Tu as parfaitement raison. La RAF ne s’est jamais considérée comme un groupe anarchiste. Au contraire, sa ligne politique s’ancre dans une tradition communiste révolutionnaire, même si les écrits de Meinhof, après la fondation du groupe, se teinte fortement de théories maoïstes et anti-impérialistes. Dans le texte de Meinhof annonçant la fondation de la RAF, elle insiste même sur le fait que ceux qui considèrent les actions de la RAF comme des actions « anarchistes » se trompent, il s’agit pour le groupe de créer une avant-garde qui conduira au déclenchement d’une révolution prolétarienne.
Mais pendant des années, avant que la RAF soit qualifiée de groupe « terroriste », elle est qualifiée de groupe « anarchiste », évidemment sans que ce mot ne fasse référence aux théories politiques anarchistes.
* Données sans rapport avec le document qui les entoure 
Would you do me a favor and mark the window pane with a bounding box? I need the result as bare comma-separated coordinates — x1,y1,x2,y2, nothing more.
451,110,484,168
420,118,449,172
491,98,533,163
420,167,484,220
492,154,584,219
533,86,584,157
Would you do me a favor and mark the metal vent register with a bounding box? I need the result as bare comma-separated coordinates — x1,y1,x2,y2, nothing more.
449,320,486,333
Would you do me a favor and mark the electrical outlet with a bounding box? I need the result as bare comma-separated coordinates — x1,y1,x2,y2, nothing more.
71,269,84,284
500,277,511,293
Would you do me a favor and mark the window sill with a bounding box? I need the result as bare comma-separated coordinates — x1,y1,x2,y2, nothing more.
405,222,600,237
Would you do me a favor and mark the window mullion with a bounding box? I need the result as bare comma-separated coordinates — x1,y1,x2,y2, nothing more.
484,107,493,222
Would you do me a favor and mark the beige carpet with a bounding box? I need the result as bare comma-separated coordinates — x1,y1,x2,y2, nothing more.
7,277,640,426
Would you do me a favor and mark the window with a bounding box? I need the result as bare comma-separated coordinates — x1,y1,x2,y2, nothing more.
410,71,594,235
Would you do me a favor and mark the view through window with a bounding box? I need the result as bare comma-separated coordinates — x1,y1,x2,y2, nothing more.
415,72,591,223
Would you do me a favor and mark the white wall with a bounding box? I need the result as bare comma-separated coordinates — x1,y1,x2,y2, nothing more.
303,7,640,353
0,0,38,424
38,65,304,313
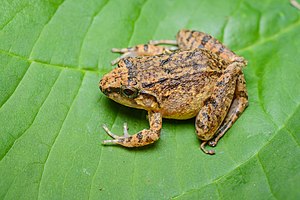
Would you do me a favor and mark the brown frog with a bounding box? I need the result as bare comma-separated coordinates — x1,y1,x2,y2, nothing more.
100,30,248,154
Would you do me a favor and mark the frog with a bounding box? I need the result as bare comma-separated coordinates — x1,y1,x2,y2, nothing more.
99,29,248,155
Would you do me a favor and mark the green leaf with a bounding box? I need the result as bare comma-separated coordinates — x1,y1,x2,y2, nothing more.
0,0,300,199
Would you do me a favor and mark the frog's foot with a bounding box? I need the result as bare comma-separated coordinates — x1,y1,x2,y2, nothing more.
111,48,137,65
102,113,162,147
102,123,131,145
148,40,177,45
200,141,215,155
111,41,178,65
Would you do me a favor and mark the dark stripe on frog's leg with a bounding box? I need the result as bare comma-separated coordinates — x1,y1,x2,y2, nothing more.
177,30,245,62
195,62,242,154
208,74,248,147
103,111,162,147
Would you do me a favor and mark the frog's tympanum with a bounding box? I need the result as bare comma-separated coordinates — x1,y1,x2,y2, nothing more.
100,30,248,154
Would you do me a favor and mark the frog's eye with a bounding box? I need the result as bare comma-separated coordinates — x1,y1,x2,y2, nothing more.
122,87,139,98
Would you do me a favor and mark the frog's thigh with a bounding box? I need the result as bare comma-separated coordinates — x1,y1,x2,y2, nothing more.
208,74,248,146
111,44,168,65
195,63,241,147
104,111,162,147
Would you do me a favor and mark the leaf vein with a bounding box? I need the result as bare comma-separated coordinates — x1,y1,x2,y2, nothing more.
256,153,277,199
78,0,109,67
29,1,66,58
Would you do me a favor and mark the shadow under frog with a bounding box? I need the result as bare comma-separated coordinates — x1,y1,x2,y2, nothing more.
99,30,248,155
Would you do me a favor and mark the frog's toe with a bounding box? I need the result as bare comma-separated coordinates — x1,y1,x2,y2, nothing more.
102,123,131,145
102,124,119,139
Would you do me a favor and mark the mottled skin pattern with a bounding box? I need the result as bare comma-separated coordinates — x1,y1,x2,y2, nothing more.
100,30,248,154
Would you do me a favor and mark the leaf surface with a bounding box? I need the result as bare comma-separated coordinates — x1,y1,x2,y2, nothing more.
0,0,300,199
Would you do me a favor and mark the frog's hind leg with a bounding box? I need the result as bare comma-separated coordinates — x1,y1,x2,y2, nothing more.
102,112,162,147
111,44,177,65
111,49,136,65
195,62,243,154
208,74,248,147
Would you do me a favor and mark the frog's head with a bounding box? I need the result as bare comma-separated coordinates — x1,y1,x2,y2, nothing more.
99,58,159,110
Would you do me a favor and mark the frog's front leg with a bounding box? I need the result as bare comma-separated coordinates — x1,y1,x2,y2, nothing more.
102,111,162,147
208,74,248,147
195,62,244,154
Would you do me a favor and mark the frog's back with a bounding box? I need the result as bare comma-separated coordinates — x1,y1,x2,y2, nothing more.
124,49,228,119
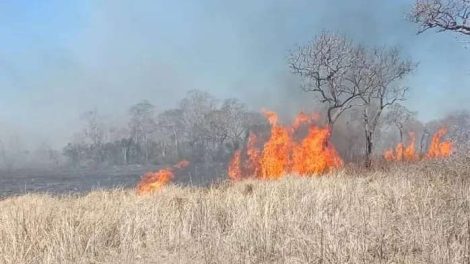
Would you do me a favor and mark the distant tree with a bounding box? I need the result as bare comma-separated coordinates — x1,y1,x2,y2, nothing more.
129,100,156,163
180,90,217,161
356,49,414,166
157,109,184,163
289,32,362,126
409,0,470,35
384,103,416,143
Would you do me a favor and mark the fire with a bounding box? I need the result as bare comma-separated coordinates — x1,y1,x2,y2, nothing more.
228,150,242,181
137,160,189,195
260,112,292,179
292,126,342,175
384,132,419,161
228,111,342,180
426,128,453,158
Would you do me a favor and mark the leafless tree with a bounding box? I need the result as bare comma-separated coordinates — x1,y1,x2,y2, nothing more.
289,32,362,126
356,49,414,166
129,100,156,163
409,0,470,35
384,103,416,143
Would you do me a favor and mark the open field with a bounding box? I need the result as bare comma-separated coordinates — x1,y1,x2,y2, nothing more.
0,159,470,263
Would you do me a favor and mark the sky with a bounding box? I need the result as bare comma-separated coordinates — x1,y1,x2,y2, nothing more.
0,0,470,146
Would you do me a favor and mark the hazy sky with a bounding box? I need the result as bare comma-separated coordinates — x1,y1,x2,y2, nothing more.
0,0,470,147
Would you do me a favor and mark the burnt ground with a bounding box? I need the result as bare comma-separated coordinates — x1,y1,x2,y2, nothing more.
0,164,225,197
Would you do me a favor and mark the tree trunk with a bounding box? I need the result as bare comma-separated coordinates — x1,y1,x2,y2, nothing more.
364,129,374,168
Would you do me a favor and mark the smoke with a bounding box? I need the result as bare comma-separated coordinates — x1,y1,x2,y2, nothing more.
0,0,470,152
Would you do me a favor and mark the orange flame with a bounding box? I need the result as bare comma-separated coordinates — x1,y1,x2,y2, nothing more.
384,132,419,161
228,150,242,181
228,111,342,180
137,160,189,195
261,112,292,179
292,126,342,175
426,128,453,159
384,128,453,161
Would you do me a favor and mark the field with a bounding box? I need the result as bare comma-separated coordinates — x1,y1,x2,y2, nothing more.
0,158,470,263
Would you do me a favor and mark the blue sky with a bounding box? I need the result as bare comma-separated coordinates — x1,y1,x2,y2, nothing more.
0,0,470,143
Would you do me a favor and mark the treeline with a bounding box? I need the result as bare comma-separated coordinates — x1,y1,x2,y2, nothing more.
62,90,470,167
63,90,267,167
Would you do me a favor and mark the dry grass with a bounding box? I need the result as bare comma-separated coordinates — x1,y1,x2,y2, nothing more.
0,160,470,263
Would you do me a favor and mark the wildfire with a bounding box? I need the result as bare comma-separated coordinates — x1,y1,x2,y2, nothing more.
384,128,452,161
426,128,452,158
137,160,189,195
228,111,343,180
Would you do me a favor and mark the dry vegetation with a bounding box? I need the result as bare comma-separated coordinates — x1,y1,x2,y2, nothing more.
0,159,470,263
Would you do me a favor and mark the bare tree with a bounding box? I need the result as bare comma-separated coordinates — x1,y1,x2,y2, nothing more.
356,49,414,166
289,32,362,126
384,103,416,143
409,0,470,35
129,100,156,163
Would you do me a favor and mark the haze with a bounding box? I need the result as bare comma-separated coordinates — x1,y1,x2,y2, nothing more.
0,0,470,147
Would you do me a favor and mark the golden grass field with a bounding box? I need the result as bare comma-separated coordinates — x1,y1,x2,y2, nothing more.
0,158,470,264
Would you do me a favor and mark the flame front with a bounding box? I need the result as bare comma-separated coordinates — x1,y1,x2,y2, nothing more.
426,128,453,159
292,126,342,175
228,111,343,180
228,150,242,181
261,112,292,179
137,160,189,195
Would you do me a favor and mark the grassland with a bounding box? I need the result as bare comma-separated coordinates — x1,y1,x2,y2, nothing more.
0,158,470,264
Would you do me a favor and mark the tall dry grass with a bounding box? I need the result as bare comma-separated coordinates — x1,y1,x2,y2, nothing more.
0,157,470,263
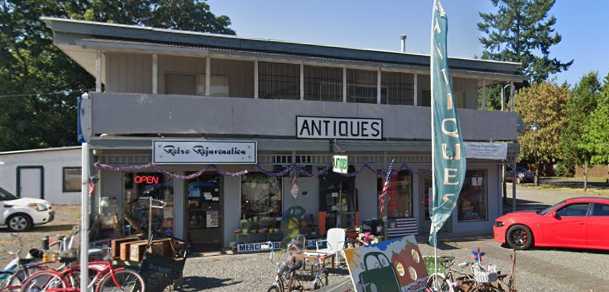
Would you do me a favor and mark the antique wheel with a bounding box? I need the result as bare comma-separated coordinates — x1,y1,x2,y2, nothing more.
506,225,533,250
6,214,32,232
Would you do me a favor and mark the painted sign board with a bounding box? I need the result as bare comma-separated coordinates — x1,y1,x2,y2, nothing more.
152,140,258,164
465,142,507,160
296,116,383,140
332,155,349,174
344,236,427,292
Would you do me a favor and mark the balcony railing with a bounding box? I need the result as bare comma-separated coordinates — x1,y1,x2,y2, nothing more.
82,93,517,141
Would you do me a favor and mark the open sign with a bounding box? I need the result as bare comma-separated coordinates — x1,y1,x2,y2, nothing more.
133,175,161,185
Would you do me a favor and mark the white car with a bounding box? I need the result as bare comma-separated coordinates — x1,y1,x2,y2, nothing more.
0,188,55,232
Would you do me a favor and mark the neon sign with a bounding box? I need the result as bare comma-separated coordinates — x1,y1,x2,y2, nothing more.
133,175,161,185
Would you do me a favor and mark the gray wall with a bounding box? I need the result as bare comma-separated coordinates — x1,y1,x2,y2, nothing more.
85,93,517,141
105,53,152,93
223,176,241,246
0,148,81,204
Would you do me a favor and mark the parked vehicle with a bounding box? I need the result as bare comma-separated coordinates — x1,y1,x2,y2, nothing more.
493,197,609,250
505,166,535,184
0,188,55,232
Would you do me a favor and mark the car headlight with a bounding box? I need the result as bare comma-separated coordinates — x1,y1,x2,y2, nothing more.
27,203,49,212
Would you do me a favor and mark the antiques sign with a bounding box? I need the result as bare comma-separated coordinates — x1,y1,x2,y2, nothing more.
465,142,507,160
152,140,258,164
296,116,383,140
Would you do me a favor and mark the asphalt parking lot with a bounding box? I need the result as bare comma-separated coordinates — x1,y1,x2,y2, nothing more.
0,186,609,292
0,205,80,269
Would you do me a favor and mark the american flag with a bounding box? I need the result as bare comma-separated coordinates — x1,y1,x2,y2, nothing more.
379,160,394,217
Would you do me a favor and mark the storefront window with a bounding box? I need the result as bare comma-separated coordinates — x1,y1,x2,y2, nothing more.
241,173,281,219
124,172,174,235
458,170,488,221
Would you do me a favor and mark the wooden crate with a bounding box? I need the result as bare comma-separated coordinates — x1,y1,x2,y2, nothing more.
110,235,140,259
119,240,148,261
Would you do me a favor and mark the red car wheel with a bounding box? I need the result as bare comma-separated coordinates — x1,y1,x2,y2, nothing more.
506,225,533,249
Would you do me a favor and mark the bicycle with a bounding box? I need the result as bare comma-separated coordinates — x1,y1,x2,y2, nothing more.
0,227,78,291
21,255,145,292
267,239,304,292
0,233,45,291
426,252,513,292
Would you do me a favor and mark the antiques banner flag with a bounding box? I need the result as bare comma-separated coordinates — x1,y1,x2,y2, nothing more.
429,0,466,243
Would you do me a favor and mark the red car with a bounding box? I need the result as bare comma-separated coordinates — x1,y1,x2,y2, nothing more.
493,197,609,250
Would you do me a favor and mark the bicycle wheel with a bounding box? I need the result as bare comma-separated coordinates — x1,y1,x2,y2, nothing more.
95,268,146,292
425,273,455,292
21,270,70,292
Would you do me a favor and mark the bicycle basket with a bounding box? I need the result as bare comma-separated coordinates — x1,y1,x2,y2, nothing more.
472,265,497,283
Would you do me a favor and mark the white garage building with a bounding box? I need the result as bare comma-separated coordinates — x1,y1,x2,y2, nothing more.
0,146,81,204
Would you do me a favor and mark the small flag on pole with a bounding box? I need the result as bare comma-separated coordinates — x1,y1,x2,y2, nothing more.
379,160,393,217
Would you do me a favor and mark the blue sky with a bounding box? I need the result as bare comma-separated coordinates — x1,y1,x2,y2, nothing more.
208,0,609,84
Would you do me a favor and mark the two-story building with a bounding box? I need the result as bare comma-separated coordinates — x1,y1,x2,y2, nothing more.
43,18,522,247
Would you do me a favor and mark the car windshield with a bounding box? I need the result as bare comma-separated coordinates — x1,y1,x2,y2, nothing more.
537,201,565,215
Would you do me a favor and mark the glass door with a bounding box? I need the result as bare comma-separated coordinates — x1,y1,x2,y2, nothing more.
419,175,453,234
319,173,358,230
185,174,223,250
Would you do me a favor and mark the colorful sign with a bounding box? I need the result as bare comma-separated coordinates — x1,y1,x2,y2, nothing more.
344,236,427,292
296,116,383,140
332,155,349,174
429,0,466,245
465,142,507,160
133,174,161,185
152,140,258,164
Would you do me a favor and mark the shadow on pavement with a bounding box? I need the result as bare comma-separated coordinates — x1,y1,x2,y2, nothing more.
178,276,242,291
503,197,558,213
0,224,74,233
541,178,609,190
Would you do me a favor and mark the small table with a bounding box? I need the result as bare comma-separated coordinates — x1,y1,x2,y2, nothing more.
304,250,336,269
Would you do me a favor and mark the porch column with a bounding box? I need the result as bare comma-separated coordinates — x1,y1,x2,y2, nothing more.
254,60,259,98
413,73,419,106
512,154,517,212
300,63,304,100
343,67,347,102
152,54,159,94
205,56,211,96
95,50,102,92
376,67,382,104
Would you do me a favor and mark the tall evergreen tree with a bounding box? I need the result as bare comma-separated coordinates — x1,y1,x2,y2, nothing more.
478,0,573,83
0,0,235,151
580,74,609,169
516,82,569,184
560,72,601,190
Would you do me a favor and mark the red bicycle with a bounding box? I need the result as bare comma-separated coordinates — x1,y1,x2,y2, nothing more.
21,257,145,292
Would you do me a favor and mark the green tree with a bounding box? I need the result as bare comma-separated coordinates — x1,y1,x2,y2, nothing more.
0,0,235,151
560,72,601,190
515,82,569,184
478,0,573,83
581,74,609,169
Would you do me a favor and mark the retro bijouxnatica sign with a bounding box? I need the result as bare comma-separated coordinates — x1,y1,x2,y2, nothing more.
152,140,258,164
296,116,383,140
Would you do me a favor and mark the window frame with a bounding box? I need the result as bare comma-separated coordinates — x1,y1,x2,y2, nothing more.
61,166,82,193
456,169,490,223
239,172,284,219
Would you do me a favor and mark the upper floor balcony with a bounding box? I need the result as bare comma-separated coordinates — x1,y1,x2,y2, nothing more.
45,19,521,141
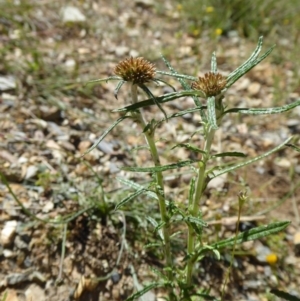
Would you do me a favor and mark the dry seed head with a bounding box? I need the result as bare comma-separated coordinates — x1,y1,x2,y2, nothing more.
114,57,155,84
192,72,227,97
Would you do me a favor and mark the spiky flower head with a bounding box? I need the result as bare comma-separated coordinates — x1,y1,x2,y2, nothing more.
114,57,155,85
192,72,227,97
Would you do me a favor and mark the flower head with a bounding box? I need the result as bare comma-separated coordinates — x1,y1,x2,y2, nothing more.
114,57,155,85
192,72,227,97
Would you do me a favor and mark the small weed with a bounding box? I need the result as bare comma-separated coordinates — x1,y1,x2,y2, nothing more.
86,37,300,301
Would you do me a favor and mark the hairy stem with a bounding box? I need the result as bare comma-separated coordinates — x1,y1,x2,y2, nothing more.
131,84,173,288
186,128,215,286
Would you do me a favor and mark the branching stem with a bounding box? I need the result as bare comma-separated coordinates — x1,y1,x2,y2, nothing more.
131,84,173,301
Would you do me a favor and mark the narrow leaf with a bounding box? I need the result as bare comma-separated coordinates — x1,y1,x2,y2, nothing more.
121,160,201,172
207,96,218,130
139,84,168,120
286,143,300,153
189,177,195,206
156,106,207,125
156,70,197,81
185,215,207,227
225,99,300,115
211,52,218,73
86,75,122,85
208,137,293,179
211,221,291,250
112,90,205,112
115,189,146,210
117,177,158,201
212,152,247,158
80,116,130,158
114,80,125,99
171,143,206,155
126,282,163,301
227,36,263,82
155,78,176,92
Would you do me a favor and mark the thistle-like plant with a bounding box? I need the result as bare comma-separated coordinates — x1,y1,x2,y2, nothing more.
82,37,300,301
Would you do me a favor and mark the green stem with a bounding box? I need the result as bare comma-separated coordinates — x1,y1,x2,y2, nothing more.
186,128,215,286
186,99,224,287
131,84,173,288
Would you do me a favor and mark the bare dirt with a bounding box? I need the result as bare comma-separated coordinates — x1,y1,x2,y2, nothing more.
0,1,300,301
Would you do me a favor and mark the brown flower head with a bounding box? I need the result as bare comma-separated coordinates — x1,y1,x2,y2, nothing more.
114,57,155,84
192,72,227,97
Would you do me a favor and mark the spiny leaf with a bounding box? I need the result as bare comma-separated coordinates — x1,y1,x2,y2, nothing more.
208,137,293,179
211,52,218,73
121,160,201,172
115,188,146,210
171,143,206,155
211,221,291,250
207,96,218,130
126,282,163,301
212,152,247,158
225,99,300,115
139,84,168,120
112,90,205,112
116,177,158,201
80,116,131,158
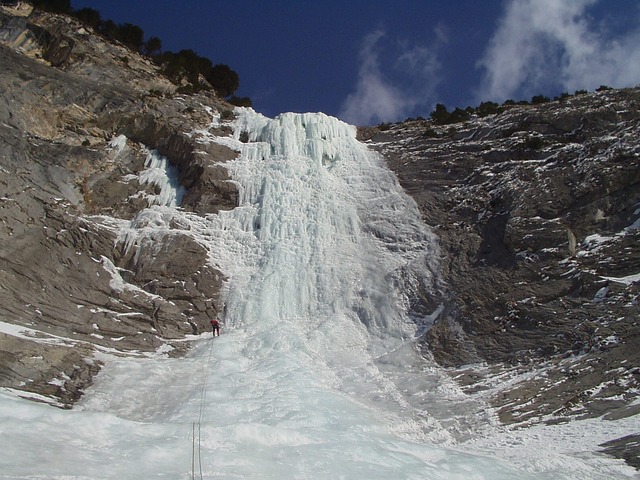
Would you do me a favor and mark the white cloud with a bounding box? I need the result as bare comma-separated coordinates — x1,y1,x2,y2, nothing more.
338,30,444,125
477,0,640,100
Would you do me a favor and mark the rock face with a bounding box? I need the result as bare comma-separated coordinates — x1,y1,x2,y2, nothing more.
360,88,640,457
0,3,640,463
0,7,236,406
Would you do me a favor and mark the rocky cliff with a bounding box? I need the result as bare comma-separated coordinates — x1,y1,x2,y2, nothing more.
0,2,640,468
0,7,236,405
361,88,640,465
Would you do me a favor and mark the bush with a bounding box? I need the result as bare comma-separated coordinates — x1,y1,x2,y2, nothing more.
31,0,73,14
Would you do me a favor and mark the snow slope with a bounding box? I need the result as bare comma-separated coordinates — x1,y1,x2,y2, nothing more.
0,109,638,480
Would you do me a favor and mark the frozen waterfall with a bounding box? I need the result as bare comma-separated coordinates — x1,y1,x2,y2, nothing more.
0,109,626,480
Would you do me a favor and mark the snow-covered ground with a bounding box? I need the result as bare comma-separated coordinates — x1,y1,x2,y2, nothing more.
0,110,640,480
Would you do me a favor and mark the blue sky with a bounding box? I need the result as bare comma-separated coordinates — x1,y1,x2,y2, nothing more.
71,0,640,125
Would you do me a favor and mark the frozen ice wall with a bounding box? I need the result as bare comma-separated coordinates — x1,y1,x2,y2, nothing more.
0,109,628,480
219,110,435,339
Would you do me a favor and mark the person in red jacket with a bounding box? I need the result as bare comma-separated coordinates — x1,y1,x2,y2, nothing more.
211,318,220,337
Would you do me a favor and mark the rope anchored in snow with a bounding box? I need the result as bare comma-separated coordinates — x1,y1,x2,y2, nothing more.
191,334,213,480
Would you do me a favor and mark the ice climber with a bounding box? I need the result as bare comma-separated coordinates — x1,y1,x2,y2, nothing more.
211,318,220,337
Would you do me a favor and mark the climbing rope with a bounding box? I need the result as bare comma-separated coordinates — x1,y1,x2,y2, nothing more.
191,334,213,480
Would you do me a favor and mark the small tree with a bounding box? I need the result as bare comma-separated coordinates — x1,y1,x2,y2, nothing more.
531,95,551,105
430,103,451,124
73,8,101,30
117,23,144,52
228,95,253,107
142,37,162,57
205,64,240,97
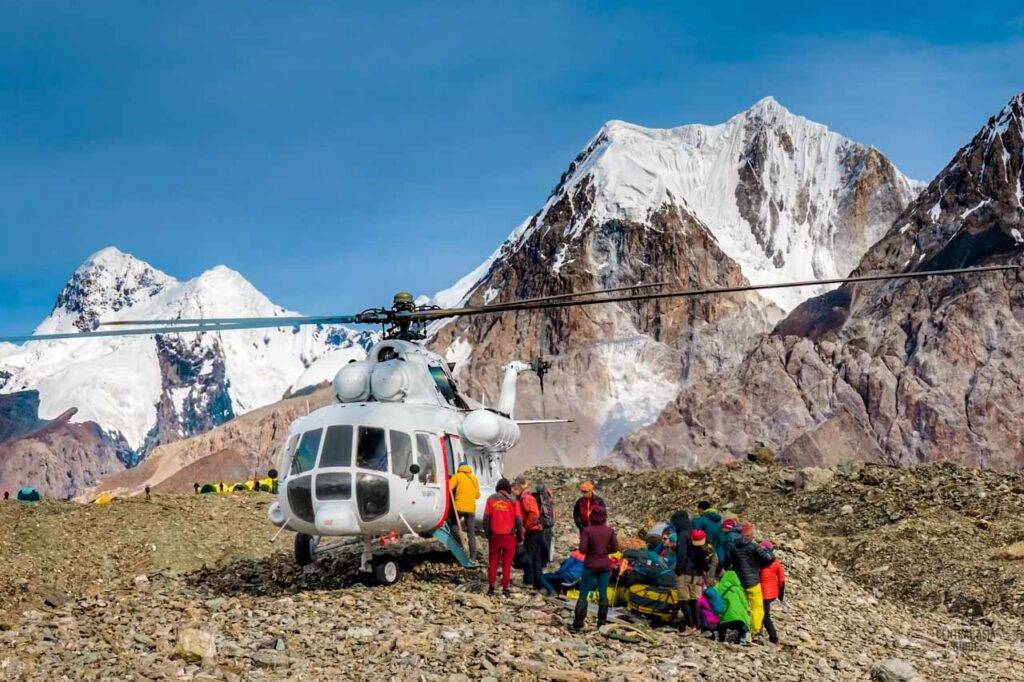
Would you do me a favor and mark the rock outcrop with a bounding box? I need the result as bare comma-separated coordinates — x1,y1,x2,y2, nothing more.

Dans la bouche des politiciens, des policiers ou des journalistes, « l’anarchiste » appelle à une figure de l’ennemi violent qui n’agit que par désir de destruction. Ce qui est étonnant, et révélateur d’un changement de registre politique, c’est comment en quelques temps autour du milieu des années 1970, on va passer dans les médias et les discours politiques de « l’anarchiste » au « terroriste », dans une acception du mot qui est celle que l’on utilise encore aujourd’hui à tort et à travers.